ランクアップという会社がある。ダイヤモンドオンラインでも「ほぼ全員定時退社で年商約60億円稼ぐ会社の秘密」という連載を行っていたので、ご存じの方は多いかもしれない。

「育児と仕事の両立」はなぜ悲観的に語られるのか

 私も取材したことがあるのだが、40人ほどいる社員のほとんどが女性、約半数がワーキングマザー。常に数人が産休・育休を取得している。忙しいに違いないのに、岩崎裕美子社長はいつも笑顔だ。最初にお会いしたとき、私はランクアップで行われるイベントに飛び入りで取材しに来た一記者に過ぎなかったのに、時間を取って熱心に語ってくれた。「女性がいつ結婚、出産してもいい会社をつくりたかった」と明るく語る姿に強さを感じた。

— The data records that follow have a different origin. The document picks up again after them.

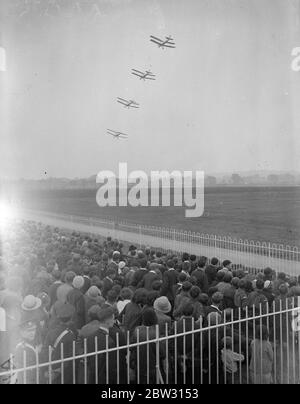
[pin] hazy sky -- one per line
(225, 99)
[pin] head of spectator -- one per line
(268, 285)
(126, 294)
(193, 280)
(248, 286)
(202, 262)
(240, 273)
(186, 267)
(31, 303)
(214, 318)
(283, 290)
(56, 275)
(140, 297)
(111, 273)
(106, 317)
(28, 331)
(227, 264)
(156, 285)
(162, 304)
(143, 263)
(293, 281)
(259, 284)
(93, 292)
(187, 310)
(186, 286)
(193, 258)
(116, 256)
(65, 312)
(217, 299)
(170, 264)
(149, 317)
(95, 280)
(70, 275)
(195, 292)
(185, 257)
(151, 297)
(235, 282)
(182, 277)
(78, 282)
(212, 290)
(227, 277)
(268, 274)
(262, 333)
(93, 312)
(204, 299)
(220, 275)
(282, 276)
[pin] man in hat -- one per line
(170, 279)
(140, 273)
(162, 307)
(56, 274)
(76, 298)
(102, 341)
(65, 288)
(60, 344)
(87, 279)
(27, 353)
(108, 281)
(150, 277)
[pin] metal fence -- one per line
(248, 253)
(255, 346)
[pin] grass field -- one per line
(253, 213)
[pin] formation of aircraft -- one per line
(128, 103)
(168, 42)
(163, 43)
(147, 75)
(117, 134)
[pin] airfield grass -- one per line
(268, 214)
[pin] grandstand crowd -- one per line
(64, 293)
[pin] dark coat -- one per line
(148, 280)
(138, 277)
(201, 277)
(170, 279)
(104, 342)
(107, 285)
(76, 298)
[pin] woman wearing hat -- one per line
(27, 353)
(92, 297)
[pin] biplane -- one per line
(116, 134)
(128, 104)
(143, 76)
(167, 43)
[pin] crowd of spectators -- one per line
(64, 294)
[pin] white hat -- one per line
(31, 302)
(78, 282)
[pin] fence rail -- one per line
(248, 253)
(245, 347)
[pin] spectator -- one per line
(64, 289)
(162, 308)
(201, 277)
(144, 357)
(262, 357)
(211, 270)
(170, 278)
(76, 298)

 「働く女性と出産・育児事情」。本当は子育て家庭と仕事のあり方という観点で語られる方が正しいのだろうが、まだまだ「育児と仕事の両立」は女性の課題として語られることが多い。そして悲観的に語られることも多い。

 昨年、2014年は政府が「輝く女性」という言葉を使ったこともあり、良くも悪くも働く女性たちに関する記事を書くとそのたびに反応が大きかった。ニュースサイトでも関連記事をよく目にしたと思う。

 だが、当の女性たちを安心・納得させることができるような前向きな記事がその中にどのぐらいあっただろうか。さまざまな取材しながら、私はそのことが心配だった(実際に取材してみても出てくるのは不安要素が多いから仕方ないと仕方ないのだが)。だから、ランクアップを取材したときに感じたのは、「できないことはないんだ」と思えることの喜びだった。

 ランクアップでは時短勤務の社員とそうではない社員の間にできる「溝」をなくすために、そもそも長時間労働にならないようにしている。どれだけの時間働くかよりも、実績で評価を行っている。もちろん、全ての企業がそのような取り組みを行えるわけではない。ただし、成功例と言える企業が一つあるのとないのとでは違う。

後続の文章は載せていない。